With LavishScript, "if" is part of script structure, not a command. Script structure is evaluated when the script ("macro" in mq2 speak) is loaded, rather than discovered each time a given command is executed (another flaw in MQ2 that has had a little bit of patching up). if statements are automatically split into many if statements, so there's absolutely no performance penalty for splitting your if statements into multiple if statements yourself to make the code readable. short circuiting is also thusly implemented.
I made a small attempt at converting one of the 2 to lavishscript, but the runtime errors (the ones that allow the macro to keep running) did not give line numbers at the time, even if they create bigger problems further on down in the script. Not sure if that's changed, but it made IS hard to write scripts for, and hard to debug.
The problem you probably had is the failure to compile a math sequence. The reason this doesnt give line numbers is kind of technical but it has to do with the part of the code that compiles math having no knowledge of scripts and line numbers. By design, it's actually supposed to work fine if it couldn't compile the math. This is
rarely a problem, if you ran into it so much that it prevented you from coding in LavishScript, then you were doing something seriously wrong from the get go. Most people never run into it at all...

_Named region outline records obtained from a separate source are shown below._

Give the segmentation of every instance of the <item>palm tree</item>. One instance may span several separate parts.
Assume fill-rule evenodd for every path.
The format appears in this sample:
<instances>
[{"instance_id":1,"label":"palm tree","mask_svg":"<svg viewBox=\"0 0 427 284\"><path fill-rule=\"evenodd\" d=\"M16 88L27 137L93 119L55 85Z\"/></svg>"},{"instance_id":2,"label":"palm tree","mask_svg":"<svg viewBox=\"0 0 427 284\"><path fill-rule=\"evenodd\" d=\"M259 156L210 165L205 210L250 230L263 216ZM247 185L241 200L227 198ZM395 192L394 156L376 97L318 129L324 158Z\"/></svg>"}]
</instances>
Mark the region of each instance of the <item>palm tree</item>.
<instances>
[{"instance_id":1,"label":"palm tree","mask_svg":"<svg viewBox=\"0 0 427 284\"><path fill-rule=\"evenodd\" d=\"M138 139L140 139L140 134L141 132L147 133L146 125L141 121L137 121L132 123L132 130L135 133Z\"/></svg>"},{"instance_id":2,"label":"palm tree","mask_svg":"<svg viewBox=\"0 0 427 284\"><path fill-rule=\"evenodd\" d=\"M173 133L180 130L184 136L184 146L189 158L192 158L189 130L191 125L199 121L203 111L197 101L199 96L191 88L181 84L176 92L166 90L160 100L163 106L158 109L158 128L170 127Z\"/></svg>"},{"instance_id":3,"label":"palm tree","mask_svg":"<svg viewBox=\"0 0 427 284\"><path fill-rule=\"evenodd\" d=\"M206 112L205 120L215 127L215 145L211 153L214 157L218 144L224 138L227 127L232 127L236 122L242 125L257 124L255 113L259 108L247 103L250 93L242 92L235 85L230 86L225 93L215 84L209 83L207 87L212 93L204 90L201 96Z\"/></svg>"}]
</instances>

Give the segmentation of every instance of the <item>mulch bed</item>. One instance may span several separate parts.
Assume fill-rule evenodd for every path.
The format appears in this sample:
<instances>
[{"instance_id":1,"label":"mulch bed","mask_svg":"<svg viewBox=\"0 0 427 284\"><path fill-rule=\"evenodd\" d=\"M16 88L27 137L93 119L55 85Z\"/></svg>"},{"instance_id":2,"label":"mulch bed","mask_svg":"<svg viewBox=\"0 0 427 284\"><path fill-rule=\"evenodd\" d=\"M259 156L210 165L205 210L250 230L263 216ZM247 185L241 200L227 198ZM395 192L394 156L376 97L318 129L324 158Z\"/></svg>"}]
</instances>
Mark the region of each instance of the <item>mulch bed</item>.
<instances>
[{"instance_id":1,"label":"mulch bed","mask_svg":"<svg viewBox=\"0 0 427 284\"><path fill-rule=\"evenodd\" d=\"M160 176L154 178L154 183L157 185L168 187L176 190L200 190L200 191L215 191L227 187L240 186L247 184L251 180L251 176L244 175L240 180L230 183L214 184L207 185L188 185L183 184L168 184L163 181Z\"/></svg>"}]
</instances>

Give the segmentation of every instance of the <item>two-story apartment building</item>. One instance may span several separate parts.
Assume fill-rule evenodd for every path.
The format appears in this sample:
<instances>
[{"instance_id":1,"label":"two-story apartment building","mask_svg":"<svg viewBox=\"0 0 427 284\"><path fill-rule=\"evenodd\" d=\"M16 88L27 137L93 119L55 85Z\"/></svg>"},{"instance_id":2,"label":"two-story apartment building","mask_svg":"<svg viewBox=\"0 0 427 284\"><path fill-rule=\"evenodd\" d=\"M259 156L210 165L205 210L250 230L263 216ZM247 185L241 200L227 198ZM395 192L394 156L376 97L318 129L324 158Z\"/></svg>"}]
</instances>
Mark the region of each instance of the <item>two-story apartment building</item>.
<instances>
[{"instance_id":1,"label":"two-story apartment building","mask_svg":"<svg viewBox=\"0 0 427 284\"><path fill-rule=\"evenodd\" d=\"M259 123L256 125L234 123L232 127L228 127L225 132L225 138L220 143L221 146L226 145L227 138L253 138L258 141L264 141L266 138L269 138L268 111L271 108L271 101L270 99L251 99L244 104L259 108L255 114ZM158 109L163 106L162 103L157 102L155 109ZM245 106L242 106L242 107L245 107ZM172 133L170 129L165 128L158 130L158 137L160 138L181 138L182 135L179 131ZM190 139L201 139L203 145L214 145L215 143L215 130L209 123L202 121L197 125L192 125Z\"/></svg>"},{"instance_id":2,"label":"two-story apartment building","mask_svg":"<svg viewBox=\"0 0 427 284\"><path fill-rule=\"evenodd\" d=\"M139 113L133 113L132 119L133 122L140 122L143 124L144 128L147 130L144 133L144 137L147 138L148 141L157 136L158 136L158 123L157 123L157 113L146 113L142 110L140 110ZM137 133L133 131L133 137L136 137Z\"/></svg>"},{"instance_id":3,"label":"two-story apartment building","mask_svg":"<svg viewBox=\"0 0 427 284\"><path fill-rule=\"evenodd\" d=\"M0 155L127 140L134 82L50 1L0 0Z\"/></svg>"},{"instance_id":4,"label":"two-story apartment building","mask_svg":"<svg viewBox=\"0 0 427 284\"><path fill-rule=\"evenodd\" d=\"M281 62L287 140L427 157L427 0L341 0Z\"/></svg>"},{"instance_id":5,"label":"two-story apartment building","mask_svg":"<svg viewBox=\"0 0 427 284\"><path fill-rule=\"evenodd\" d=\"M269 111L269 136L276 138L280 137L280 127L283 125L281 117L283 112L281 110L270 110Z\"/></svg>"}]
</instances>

Anyway all of this is technically irrelevant as I actually suggest writing IS scripts in .net rather than in LavishScript. LavishScript is intended to be a command shell (and has always been, though it went through some fun upgrades for scripting). Standard .NET apps (written in C#, VB, etc) can run in process with Inner Space, and they can take advantage of API from IS and its components, as well as ISXEQ (note: you can wrap the LavishScript objects with C# classes deriving from LavishScriptObject, and dllimport any exported API. it's easy to distribute a .NET library for ISXEQ for people to use so they dont have to figure out wrapping the objects themselves, etc). And that's way better than using the MQ2 or LavishScript engines any day.